The effective visualization of turbulent fluid dynamical phenomena is complex. Turbulent flows are inherently 3-dimensional and time-varying. Although in many cases only a steady-state approximation is sufficient, for most cases dynamic phenomena can only be understood through exploration of the transient (time-dependent) data as animation.

A clear example of the need for time-dependent analysis and visualization can be found in the study of mixing or resuspension behavior in complete stirred tank reactors. The sequence of figures below shows the concentration of solid particles at different time steps. These images are calculated from the results of a transient CFD simulation. The simulation starts at a state of complete quiescence with solids laying at the bottom. Over time, the solids are resuspended reaching a state of full homogenization over the entire fluid volume after 6 minutes.
The time dependent analysis provides precise answers for a number of questions:

Is the installed power sufficient to maintain particles of specific size and weight into suspension?
Does the reactor reach a state of full homogenization?
How long does it take from a state of full quiescence?
Furthermore, a CFD animation of the whole process over time helps to gain insights about the overall flow development and convective patterns.

The visualization of volumetric data is also essential to understand the behavior of non-ideal mixed tanks. Conventionally in the chemical and in the water treatment industry, experiments are carried out to describe the Residence Time Distribution (RTD) of a specific tank or reactor.
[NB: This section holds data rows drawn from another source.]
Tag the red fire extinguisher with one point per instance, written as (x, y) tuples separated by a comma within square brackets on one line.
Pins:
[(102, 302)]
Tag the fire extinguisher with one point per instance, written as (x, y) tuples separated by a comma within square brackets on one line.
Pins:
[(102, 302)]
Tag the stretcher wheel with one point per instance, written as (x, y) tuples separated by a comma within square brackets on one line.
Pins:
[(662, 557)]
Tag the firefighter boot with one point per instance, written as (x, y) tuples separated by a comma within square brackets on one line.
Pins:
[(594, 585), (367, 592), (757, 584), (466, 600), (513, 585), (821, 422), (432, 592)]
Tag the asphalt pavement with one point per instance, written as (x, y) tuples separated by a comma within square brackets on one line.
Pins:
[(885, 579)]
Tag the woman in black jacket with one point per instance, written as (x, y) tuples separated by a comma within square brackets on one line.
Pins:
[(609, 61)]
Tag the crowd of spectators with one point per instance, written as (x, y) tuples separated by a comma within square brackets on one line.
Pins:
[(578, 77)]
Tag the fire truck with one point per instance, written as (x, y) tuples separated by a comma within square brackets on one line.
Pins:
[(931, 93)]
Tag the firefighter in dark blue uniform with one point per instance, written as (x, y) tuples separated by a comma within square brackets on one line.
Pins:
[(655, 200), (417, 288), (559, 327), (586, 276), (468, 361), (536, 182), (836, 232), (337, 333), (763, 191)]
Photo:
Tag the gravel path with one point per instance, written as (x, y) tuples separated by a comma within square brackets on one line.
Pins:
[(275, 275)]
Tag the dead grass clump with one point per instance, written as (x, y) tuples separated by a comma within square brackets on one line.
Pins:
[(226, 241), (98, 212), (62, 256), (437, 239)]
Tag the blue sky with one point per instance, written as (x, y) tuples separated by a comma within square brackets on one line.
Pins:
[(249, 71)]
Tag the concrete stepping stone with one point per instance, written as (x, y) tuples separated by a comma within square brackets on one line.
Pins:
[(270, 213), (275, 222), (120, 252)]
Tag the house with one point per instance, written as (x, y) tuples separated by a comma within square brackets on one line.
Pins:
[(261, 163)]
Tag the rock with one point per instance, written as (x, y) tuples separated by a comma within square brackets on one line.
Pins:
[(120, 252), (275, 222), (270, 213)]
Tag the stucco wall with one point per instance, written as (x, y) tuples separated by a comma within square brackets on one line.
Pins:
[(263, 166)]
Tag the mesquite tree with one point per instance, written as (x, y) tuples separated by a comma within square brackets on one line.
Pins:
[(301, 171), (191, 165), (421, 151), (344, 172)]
As the RTD analysis is one-dimensional, it is a simple and useful method to identify mixing problems, but it cannot determine the specific cause of the issue.
The image sequence above shows the volumetric dispersion of a tracer in a flocculation basin equipped with two paddle wheel mixers. It shows the tendency of the tracer to spread on the water surface and the lack of mixing in the bottom part of the tank.

Scientific visualization is a fast growing and exciting field. New emerging techniques together with the increasing speed and capacity of hardware devices make possible to create a much more natural and understandable representation of complex phenomena.